The perfect resume: A breakdown

We all know the importance of getting your resume just right: A perfect resume can be a one-way ticket to the next step in your career. However, around a quarter of hiring managers say they receive more than 50 resumes for each job opening, according to Career Builder, which means that even if your resume is just fine, it may not be good enough to stand out from the crowd. Before you immerse yourself in job hunting, sit down with your resume and make sure it includes these key features:

A clear and simple layout
No hiring professionals are going to want to wade through odd formatting, fonts and designs to get to the important information hiding beneath. In fact, when hiring managers are going through resumes, a hard-to​-read one may get tossed for that factor alone.

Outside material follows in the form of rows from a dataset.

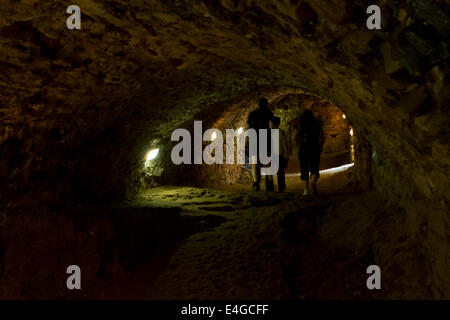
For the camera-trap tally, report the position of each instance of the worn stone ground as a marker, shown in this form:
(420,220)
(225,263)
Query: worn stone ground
(193,243)
(274,246)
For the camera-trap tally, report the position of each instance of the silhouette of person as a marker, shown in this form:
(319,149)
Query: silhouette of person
(283,154)
(259,119)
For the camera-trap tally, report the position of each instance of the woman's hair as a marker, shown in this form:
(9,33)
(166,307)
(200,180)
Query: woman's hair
(263,103)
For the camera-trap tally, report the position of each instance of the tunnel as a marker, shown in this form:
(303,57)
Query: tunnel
(86,140)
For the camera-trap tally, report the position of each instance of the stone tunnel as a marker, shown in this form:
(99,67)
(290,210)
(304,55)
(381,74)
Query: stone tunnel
(80,110)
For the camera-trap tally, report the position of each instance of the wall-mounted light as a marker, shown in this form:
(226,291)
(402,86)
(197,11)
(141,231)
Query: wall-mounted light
(152,154)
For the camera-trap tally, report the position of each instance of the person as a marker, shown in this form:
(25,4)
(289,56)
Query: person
(259,119)
(310,139)
(283,154)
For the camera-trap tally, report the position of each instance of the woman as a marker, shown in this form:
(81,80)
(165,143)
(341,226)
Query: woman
(311,140)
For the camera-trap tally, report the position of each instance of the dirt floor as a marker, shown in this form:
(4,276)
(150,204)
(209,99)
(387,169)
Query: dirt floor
(193,243)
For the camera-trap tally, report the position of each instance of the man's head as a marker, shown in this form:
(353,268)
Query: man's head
(263,103)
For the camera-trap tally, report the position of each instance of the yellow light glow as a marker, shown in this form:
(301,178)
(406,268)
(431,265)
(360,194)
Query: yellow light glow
(152,154)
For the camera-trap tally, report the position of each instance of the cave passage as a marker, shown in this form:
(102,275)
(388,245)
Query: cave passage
(89,119)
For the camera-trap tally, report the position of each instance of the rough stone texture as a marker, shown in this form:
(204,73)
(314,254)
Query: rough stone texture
(80,109)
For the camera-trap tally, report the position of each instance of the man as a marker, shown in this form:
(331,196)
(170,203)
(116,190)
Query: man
(257,120)
(283,154)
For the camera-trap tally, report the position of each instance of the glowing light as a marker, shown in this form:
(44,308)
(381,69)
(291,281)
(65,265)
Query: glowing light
(327,171)
(152,154)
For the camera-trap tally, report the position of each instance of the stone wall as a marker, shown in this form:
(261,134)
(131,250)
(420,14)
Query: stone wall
(79,110)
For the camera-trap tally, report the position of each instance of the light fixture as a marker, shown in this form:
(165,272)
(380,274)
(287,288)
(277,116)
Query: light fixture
(152,154)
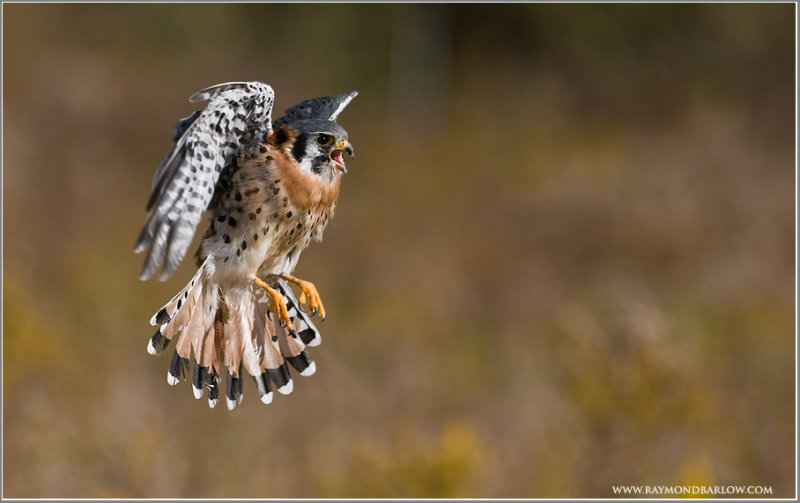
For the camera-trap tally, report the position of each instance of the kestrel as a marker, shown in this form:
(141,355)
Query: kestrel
(271,188)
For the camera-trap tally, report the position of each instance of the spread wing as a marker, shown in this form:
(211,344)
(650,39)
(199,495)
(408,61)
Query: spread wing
(237,116)
(327,108)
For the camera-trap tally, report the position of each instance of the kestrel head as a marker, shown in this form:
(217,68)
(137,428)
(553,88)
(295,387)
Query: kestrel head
(317,145)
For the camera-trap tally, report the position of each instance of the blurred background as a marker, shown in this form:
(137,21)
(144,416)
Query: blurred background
(562,260)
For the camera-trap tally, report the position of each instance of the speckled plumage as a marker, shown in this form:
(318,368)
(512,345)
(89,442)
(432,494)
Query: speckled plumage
(271,189)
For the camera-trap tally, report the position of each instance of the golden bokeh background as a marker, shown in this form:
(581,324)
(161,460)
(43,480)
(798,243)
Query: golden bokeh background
(562,260)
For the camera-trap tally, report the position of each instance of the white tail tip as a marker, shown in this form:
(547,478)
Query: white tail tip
(287,388)
(310,370)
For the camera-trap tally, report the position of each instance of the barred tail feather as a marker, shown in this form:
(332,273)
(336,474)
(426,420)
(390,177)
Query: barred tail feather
(229,333)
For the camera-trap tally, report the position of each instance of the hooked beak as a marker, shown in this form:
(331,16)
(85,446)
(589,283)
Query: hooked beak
(336,155)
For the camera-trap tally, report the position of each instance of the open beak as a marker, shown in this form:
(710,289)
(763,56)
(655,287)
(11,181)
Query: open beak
(336,155)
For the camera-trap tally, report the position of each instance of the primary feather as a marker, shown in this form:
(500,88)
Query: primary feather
(205,143)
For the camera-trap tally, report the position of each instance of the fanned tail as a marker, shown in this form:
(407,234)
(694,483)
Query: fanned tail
(233,332)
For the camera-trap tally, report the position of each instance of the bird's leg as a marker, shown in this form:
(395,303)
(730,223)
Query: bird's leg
(308,294)
(276,304)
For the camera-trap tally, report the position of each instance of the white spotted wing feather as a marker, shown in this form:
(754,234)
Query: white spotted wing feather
(237,116)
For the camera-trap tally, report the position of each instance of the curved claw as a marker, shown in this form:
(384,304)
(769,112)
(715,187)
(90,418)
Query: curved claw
(308,295)
(277,304)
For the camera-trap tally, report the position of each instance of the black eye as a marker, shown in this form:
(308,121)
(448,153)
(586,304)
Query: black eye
(324,140)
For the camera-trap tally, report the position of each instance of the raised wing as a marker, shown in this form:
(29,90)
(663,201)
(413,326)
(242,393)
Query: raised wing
(237,116)
(327,108)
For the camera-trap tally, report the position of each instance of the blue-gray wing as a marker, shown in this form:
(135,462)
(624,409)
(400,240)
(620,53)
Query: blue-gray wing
(326,108)
(206,142)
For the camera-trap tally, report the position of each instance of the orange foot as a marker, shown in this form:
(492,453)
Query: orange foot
(276,304)
(308,295)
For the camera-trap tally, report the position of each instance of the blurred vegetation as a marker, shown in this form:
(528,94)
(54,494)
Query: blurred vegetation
(563,259)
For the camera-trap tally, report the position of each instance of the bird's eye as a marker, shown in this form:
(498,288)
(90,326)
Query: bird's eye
(325,140)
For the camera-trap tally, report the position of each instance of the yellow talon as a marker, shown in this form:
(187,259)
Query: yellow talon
(276,304)
(308,295)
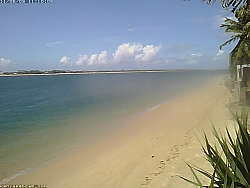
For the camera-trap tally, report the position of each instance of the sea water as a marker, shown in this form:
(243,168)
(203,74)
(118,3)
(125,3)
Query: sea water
(42,117)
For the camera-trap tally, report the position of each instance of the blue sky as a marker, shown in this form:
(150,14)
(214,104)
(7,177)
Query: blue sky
(112,34)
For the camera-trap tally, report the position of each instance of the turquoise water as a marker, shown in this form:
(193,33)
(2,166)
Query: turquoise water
(42,117)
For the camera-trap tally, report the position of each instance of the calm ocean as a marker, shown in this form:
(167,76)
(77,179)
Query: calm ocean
(42,117)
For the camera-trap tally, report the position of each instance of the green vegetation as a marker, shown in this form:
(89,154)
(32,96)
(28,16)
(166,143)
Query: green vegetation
(241,33)
(234,4)
(230,162)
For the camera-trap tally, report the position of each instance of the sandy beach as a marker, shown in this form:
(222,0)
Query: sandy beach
(148,152)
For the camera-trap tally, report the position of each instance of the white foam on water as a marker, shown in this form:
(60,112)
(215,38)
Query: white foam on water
(7,180)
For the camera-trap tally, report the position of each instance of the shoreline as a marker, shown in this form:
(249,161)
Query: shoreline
(107,72)
(140,154)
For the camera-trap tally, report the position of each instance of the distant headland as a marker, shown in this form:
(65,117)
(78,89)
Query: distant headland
(60,72)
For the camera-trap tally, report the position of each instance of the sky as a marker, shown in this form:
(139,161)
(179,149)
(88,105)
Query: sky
(112,35)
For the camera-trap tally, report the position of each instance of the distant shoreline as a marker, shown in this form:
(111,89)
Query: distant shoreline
(69,72)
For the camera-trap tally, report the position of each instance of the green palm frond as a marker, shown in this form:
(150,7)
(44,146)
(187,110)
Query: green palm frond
(231,163)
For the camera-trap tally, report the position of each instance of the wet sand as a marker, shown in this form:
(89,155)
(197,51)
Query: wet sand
(148,152)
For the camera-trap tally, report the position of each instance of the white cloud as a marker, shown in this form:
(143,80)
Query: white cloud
(64,60)
(148,54)
(196,55)
(135,53)
(53,44)
(125,53)
(5,62)
(82,59)
(94,59)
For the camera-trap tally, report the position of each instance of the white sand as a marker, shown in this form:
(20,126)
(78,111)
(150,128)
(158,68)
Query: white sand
(148,152)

Even if you’re a professional graphic designer, make sure your format is clear and simple to understand, with the most important information upfront.

Contact information
These days your name, email and phone number alone aren’t going to cut it. I’d recommend adding your LinkedIn, Twitter and personal webpage information as well. More often than not, hiring managers are going online to learn about all of their potential candidates, so use this to your advantage. Make your social media pages easy to access, and use them as a platform to market yourself and your achievements.

Effective keywords
Your resume should be sprinkled with clear, effective and easy-to-read keywords that pertain directly to the jobs you’re applying for. Peruse the job listings to find out what they’re looking for in candidates, and pull keywords like “problem solving,” “written communication” and more to use in your resume. Just make sure you can back up the keywords you’re using with specific examples.

A common resume mistake people make is believing that hiring managers are looking for job descriptions, but what they really want to see are quantifiable achievements. Instead of writing wordy paragraphs for each job, use bullet points to detail your accomplishments, and attach them to numbers whenever possible. For example, instead of saying, “Led a sales team for significant project,” say “Led a team of 12 to gain over 8 percent in overall company revenue in the first quarter.”

Your keywords shouldn’t be the only thing on your resume that reflect the job you’re applying for. As with the keywords you use, the experience, skills and achievements listed should all be things that your potential employer would find valuable. If you’re just starting out and don’t have the luxury of choosing between several jobs to include, think about any skills or experience you gained in each position that could be applied to what the hiring manager is looking for.

​Remember that the resume should be one part of a whole hiring “packet” that you send to potential jobs. Include a cover letter (written on personalized stationery for added professionalism), and don’t forget to bring hard copies of your resume, cover letter and even some personal business cards to every interview you attend.